Unsere Schwangeren im Konflikt sind häufig wütende, manchmal geradezu unerträgliche, in jedem Falle aber sehr verletzte und deutlich manipulierte Frauen. Strippenzieher im Hintergrund des Schwangerschaftskonfliktes sind Kindesväter, Großeltern des ungeborenen Kindes, Arbeitgeber und Freundinnen der Schwangeren, Ärzte und andere, die aus den unterschiedlichsten Gründen auf verschiedene Weise von der Abtreibung profitieren und sie deshalb vorantreiben. Dabei gehen sie so subtil vor, dass die Schwangere die Manipulation gar nicht realisiert, sondern sich vielmehr selbst die Argumente der Manipulatoren zueigen macht.

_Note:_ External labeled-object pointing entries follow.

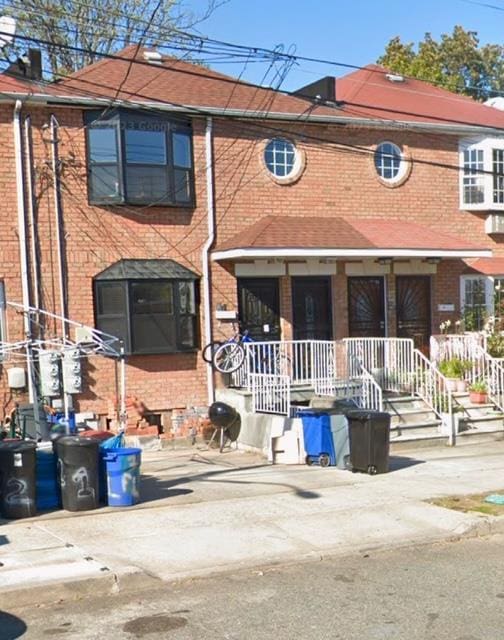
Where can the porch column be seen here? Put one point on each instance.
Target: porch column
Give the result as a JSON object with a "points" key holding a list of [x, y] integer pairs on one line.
{"points": [[340, 303], [286, 307], [390, 299]]}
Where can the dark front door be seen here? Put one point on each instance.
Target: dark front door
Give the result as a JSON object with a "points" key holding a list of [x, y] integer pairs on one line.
{"points": [[366, 307], [311, 307], [413, 309], [259, 307]]}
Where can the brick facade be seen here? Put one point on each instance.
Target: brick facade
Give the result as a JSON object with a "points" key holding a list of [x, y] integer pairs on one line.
{"points": [[337, 181]]}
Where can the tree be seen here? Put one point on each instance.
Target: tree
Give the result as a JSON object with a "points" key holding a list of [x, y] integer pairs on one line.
{"points": [[99, 27], [456, 62]]}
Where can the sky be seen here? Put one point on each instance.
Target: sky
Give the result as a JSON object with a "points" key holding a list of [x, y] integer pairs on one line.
{"points": [[353, 32]]}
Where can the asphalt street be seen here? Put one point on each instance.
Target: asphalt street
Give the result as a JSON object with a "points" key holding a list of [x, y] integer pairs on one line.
{"points": [[452, 591]]}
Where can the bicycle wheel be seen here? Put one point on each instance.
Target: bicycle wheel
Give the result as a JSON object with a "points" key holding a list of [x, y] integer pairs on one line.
{"points": [[228, 357], [209, 350]]}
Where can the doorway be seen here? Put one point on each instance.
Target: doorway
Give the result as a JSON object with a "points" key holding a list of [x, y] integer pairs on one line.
{"points": [[312, 308], [366, 307]]}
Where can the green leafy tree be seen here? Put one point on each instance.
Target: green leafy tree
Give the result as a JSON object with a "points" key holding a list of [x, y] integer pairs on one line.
{"points": [[99, 26], [456, 62]]}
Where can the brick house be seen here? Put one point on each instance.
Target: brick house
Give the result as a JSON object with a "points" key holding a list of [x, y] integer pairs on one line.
{"points": [[172, 196]]}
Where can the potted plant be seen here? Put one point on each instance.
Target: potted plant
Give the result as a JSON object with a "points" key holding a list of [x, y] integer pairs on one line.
{"points": [[453, 371], [478, 392]]}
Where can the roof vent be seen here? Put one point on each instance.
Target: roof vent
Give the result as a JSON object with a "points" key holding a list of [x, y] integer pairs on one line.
{"points": [[394, 77], [153, 57]]}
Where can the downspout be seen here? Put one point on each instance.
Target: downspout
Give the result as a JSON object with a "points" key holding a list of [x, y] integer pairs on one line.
{"points": [[207, 303], [23, 256], [59, 223], [31, 212]]}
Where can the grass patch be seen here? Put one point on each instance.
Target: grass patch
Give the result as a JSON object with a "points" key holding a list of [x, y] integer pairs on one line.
{"points": [[474, 502]]}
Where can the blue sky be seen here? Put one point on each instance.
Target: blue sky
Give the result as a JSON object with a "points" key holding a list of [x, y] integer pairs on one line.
{"points": [[354, 31]]}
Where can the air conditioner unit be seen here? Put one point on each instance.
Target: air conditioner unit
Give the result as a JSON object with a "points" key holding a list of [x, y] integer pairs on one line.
{"points": [[494, 223]]}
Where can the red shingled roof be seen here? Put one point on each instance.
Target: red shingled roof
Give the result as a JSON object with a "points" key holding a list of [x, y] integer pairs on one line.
{"points": [[177, 82], [289, 232], [368, 93], [486, 266]]}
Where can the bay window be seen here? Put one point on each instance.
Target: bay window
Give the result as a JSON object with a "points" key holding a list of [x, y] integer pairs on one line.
{"points": [[139, 159], [482, 174]]}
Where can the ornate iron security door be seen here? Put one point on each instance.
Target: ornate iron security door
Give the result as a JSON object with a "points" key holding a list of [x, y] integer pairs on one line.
{"points": [[366, 307], [311, 306], [413, 309], [259, 307]]}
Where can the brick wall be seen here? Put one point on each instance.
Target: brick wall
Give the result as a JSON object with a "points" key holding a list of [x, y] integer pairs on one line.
{"points": [[336, 182]]}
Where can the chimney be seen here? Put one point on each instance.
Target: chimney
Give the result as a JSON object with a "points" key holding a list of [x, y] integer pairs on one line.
{"points": [[27, 66], [323, 90]]}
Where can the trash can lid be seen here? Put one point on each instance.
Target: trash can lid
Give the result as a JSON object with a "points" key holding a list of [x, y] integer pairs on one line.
{"points": [[17, 446], [76, 441], [364, 415]]}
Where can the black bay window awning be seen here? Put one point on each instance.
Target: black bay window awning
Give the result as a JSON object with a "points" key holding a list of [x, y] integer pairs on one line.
{"points": [[146, 269]]}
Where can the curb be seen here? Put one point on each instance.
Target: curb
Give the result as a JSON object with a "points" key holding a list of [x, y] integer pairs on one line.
{"points": [[106, 585]]}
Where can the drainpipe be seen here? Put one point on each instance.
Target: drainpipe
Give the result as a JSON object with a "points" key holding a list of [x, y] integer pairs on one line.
{"points": [[23, 256], [59, 222], [207, 303], [31, 212]]}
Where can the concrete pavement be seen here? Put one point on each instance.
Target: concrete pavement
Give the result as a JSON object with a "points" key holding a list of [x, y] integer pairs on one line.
{"points": [[205, 512]]}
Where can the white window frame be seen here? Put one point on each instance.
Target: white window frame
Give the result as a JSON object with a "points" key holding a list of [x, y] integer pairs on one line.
{"points": [[489, 291], [487, 145], [403, 163]]}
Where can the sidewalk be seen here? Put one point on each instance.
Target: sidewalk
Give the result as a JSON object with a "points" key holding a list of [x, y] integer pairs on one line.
{"points": [[204, 512]]}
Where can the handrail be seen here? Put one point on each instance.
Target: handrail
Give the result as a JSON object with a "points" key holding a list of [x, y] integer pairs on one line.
{"points": [[372, 394], [430, 384]]}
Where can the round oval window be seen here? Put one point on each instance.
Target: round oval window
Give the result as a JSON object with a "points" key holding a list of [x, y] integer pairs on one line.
{"points": [[389, 162], [281, 158]]}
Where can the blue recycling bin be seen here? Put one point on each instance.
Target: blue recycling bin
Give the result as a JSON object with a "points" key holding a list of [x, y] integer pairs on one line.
{"points": [[48, 494], [318, 440], [122, 467]]}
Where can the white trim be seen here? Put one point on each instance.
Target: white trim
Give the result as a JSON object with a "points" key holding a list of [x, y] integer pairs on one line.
{"points": [[251, 253], [485, 144]]}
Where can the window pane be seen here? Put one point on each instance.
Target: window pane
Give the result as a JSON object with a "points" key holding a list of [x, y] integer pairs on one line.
{"points": [[187, 332], [152, 297], [102, 144], [111, 299], [145, 147], [182, 185], [182, 150], [104, 183], [186, 298], [154, 332], [280, 157], [147, 185]]}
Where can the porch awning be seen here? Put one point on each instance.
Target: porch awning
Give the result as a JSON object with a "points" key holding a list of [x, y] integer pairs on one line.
{"points": [[301, 237], [486, 266]]}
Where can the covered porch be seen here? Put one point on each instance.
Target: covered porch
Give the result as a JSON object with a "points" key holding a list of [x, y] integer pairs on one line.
{"points": [[345, 310]]}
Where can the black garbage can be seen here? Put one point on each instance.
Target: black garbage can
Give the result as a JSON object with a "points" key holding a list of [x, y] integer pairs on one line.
{"points": [[17, 479], [78, 464], [369, 433]]}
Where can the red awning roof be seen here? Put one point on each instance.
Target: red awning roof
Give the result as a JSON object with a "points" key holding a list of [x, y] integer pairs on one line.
{"points": [[486, 266], [300, 236]]}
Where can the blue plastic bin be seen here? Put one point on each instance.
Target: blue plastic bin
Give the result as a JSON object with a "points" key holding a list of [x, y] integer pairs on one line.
{"points": [[123, 476], [318, 440], [48, 494]]}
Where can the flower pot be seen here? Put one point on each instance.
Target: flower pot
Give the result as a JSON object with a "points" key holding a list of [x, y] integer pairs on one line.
{"points": [[461, 386], [477, 397], [451, 384]]}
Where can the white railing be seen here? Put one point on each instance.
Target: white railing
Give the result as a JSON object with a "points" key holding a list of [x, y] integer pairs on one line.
{"points": [[270, 393], [307, 362], [463, 346], [388, 360], [370, 395], [430, 384]]}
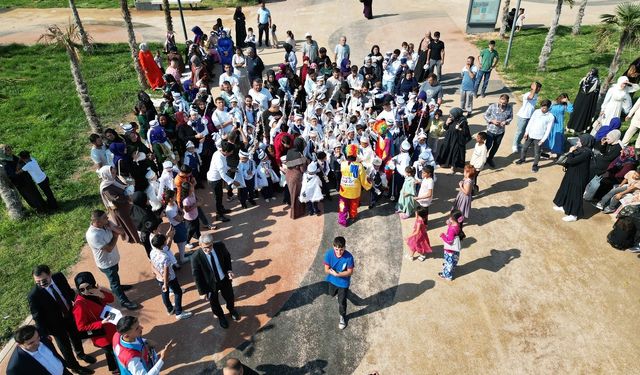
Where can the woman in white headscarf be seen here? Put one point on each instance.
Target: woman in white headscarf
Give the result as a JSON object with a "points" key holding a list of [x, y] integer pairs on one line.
{"points": [[117, 202], [618, 98]]}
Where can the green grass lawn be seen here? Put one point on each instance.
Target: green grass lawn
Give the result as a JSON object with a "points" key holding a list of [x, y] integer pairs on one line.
{"points": [[43, 115], [111, 3], [570, 60]]}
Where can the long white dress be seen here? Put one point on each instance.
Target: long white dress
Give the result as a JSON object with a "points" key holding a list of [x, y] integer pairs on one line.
{"points": [[614, 102], [240, 68]]}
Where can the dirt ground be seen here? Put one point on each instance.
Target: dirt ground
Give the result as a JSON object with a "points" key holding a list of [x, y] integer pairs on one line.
{"points": [[533, 294]]}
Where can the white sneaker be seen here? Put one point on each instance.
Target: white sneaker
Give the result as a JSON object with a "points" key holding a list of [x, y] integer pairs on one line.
{"points": [[184, 315]]}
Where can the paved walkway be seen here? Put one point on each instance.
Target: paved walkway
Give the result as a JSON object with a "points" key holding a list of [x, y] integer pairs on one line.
{"points": [[533, 294]]}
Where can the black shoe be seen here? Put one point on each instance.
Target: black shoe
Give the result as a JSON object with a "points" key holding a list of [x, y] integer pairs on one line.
{"points": [[130, 305], [87, 358], [235, 316], [222, 218], [81, 370]]}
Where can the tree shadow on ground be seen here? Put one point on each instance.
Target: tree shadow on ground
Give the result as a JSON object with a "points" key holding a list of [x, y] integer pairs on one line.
{"points": [[494, 262]]}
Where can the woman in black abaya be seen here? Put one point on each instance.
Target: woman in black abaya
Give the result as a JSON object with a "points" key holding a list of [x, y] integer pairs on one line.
{"points": [[452, 151], [575, 180], [241, 31], [585, 105]]}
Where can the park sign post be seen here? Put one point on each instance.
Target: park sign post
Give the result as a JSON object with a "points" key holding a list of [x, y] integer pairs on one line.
{"points": [[482, 16]]}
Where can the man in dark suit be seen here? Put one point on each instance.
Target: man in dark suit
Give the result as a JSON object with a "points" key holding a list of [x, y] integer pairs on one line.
{"points": [[34, 356], [211, 268], [51, 305]]}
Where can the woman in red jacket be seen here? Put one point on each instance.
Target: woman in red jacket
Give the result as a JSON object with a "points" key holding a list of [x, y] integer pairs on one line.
{"points": [[87, 308]]}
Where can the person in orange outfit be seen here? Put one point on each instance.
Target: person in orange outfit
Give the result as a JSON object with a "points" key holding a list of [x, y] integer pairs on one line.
{"points": [[354, 179], [150, 68]]}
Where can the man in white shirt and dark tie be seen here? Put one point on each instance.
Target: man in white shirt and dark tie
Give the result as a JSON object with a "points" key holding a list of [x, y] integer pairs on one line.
{"points": [[211, 268], [34, 356]]}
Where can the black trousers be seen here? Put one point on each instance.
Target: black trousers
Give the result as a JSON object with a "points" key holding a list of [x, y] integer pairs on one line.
{"points": [[46, 189], [226, 289], [69, 342], [493, 143], [263, 28], [342, 298], [216, 186]]}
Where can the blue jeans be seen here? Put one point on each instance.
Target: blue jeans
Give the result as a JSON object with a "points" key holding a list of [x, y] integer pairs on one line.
{"points": [[174, 286], [114, 283], [482, 74], [522, 126]]}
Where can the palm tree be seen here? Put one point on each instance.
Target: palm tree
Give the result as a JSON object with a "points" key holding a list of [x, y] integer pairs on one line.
{"points": [[626, 22], [133, 45], [68, 39], [505, 13], [167, 15], [10, 196], [576, 26], [84, 37], [551, 35]]}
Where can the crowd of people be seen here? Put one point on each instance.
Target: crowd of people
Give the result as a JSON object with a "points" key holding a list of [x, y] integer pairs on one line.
{"points": [[305, 132]]}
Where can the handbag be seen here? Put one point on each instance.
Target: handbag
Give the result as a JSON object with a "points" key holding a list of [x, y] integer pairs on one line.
{"points": [[454, 246]]}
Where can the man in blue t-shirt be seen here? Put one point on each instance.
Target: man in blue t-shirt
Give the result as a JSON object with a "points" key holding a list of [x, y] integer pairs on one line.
{"points": [[338, 265]]}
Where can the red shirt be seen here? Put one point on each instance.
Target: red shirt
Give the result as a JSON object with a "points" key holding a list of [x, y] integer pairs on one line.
{"points": [[87, 316]]}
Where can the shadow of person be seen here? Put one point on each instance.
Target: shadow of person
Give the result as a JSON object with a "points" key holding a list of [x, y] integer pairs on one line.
{"points": [[388, 297], [315, 367], [493, 262]]}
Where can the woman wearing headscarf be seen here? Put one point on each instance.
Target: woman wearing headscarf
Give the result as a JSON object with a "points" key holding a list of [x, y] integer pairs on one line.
{"points": [[241, 30], [150, 68], [586, 102], [569, 195], [117, 202], [296, 165], [22, 181], [457, 134], [90, 301]]}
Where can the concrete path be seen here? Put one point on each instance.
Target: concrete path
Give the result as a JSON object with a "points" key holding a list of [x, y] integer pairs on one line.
{"points": [[532, 295]]}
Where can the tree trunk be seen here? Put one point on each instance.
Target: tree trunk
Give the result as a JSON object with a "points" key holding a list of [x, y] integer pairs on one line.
{"points": [[167, 15], [505, 13], [615, 63], [10, 197], [86, 45], [548, 42], [576, 26], [83, 93], [133, 45]]}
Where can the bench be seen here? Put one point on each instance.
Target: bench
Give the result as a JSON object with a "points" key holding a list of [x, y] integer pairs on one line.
{"points": [[191, 3]]}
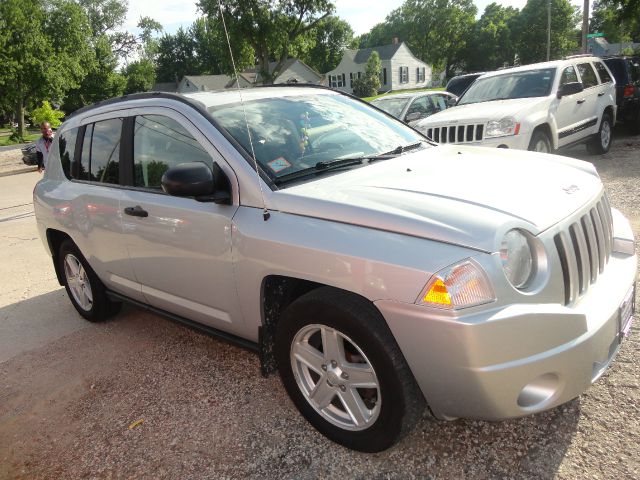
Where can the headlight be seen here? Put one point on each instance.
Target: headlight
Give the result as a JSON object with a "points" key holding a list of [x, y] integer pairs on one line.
{"points": [[517, 256], [462, 285], [503, 127]]}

Merkt sie dann, dass ihre unhaltbaren Argumente im Beratungsverlauf zerbröseln, wird sie wütend. Doch meist beginnt genau dann die Wende, wird ihr meist dann langsam klar, dass sie Marionette ist, wenn sie alles das, was man ihr angetan hat (oder sie sich selbst antat) an uns auslässt – wir stehen das durch und finden dabei neue Argumente gegen das Töten.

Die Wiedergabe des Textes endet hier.